VIDEO: POST-DOCKING VIDEO FILE
VIDEO: POST-DOCKING PRESS CONFERENCE
VIDEO: HATCH OPENING AND WELCOMING CEREMONY
VIDEO: SOYUZ DOCKS WITH THE SPACE STATION
ALL-ACCESS SUBSCRIBERS: WATCH THE POST-DOCKING VIDEO FILE (1200 KBPS)
ALL-ACCESS SUBSCRIBERS: WATCH NASA TV COVERAGE OF DOCKING (1200 KBPS)
Soyuz TMA-14, carrying the ISS Expedition 19 crew of Russian cosmonaut Gannady Padalka, American astronaut Michael Barratt and spaceflight participant Charles Simonyi, docked with the space station at 9:05 a.m. EST as the two spacecraft sailed 220 miles above Central Asia.
The three travelers had a few heart-stopping moments juts before docking today when the automated control system experienced problems with one of the Soyuz thrusters. Mission control ordered Padalka to override the Kurs automatic docking system a few hundred feet from the docking port and take over manual control.
Padalka was able to guide the Soyuz spacecraft to a flawless docking a few minutes later.
Padalka is beginning his second stint as station commander, which Barratt is making his first trip into space.
Simonyi, a Hungarian-born software developer who led the creation of the Microsoft Office suite, is making history as the first space "tourist" to make two trips to orbit. He reportedly paid around $35 million to make the flight.
Padalk and Barratt will replace Expedition 18 crewmembers commander Michael Fincke and flight engineer Yury Lonchakov and will join recently arrived resident Koichi Wakata from Japan to form the Expedition 19 contingent in orbit.
The three spacefarers also make up the half of space station's first six-person crew. Now that the outpost has its full complement of power-generating solar arrays, an additional toilet, refrigerator and sleeping quarters as well as a functional waste water reclamation system, the time has come to increase the permanent crew size to six people for the remainder of the life of the station.

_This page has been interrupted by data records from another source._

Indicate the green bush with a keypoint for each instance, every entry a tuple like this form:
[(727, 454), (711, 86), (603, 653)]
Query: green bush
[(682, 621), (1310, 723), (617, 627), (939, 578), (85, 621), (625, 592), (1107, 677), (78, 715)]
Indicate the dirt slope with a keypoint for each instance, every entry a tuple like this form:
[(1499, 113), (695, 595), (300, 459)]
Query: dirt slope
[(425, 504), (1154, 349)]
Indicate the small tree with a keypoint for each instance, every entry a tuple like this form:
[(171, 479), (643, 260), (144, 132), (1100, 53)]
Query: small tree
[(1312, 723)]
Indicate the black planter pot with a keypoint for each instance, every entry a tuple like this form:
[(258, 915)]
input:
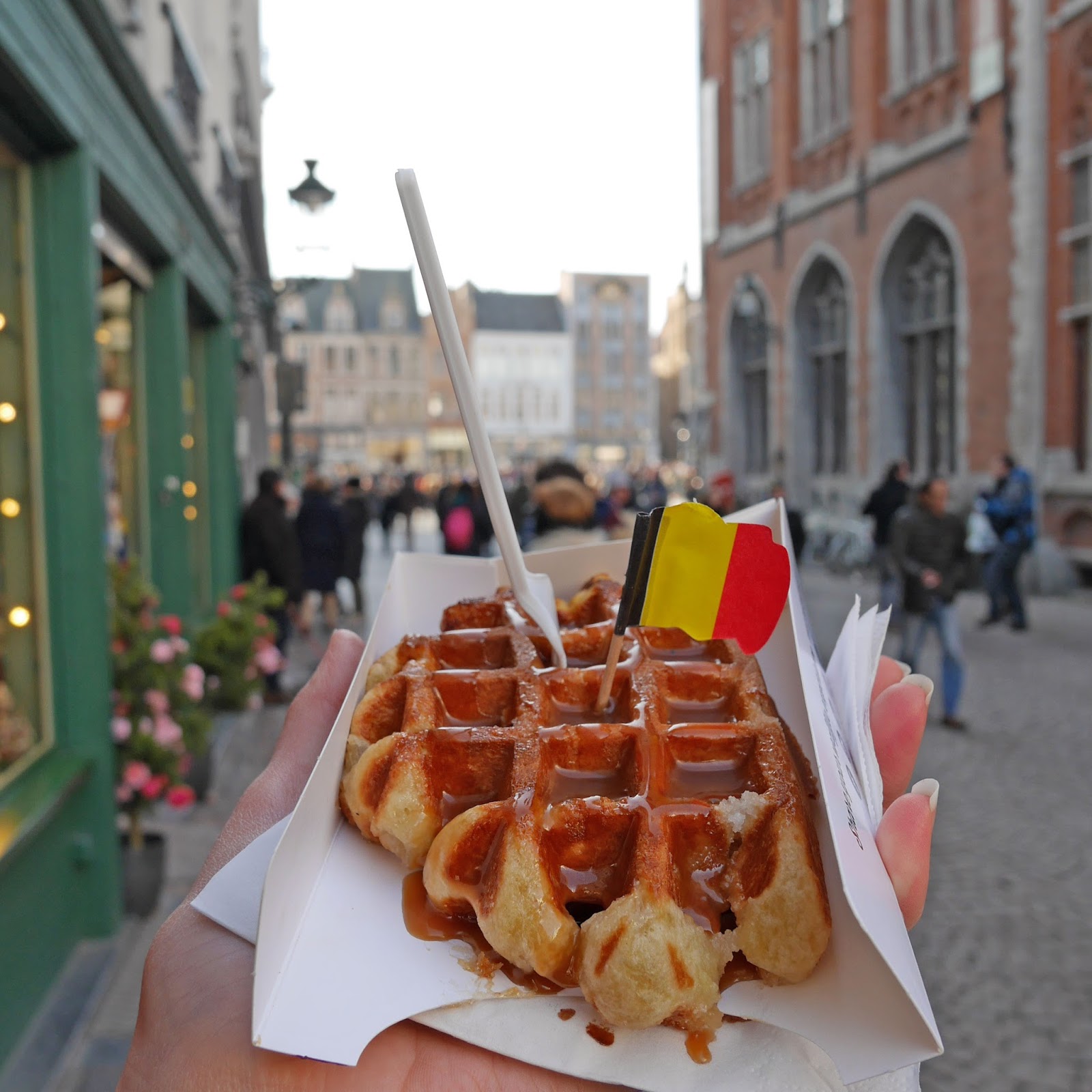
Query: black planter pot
[(200, 773), (142, 871)]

On May 27, another Soyuz will blast off from the launch site in Kazakhstan carrying cosmonaut Roman Romanenko, European Space Agency astronaut Frank De Winne from Belgium and Canadian astronaut Robert Thirsk, who will join the Expedition 19 crew.
For the first time, astronauts from five different nations and all of the major ISS partners will be in space and on the space station at the same time.
After 10 days of handover procedures, Fincke, Lonchakov and Simonyi will undock from the station and return to Earth, landing on the steppes of Kazakhstan on April 7.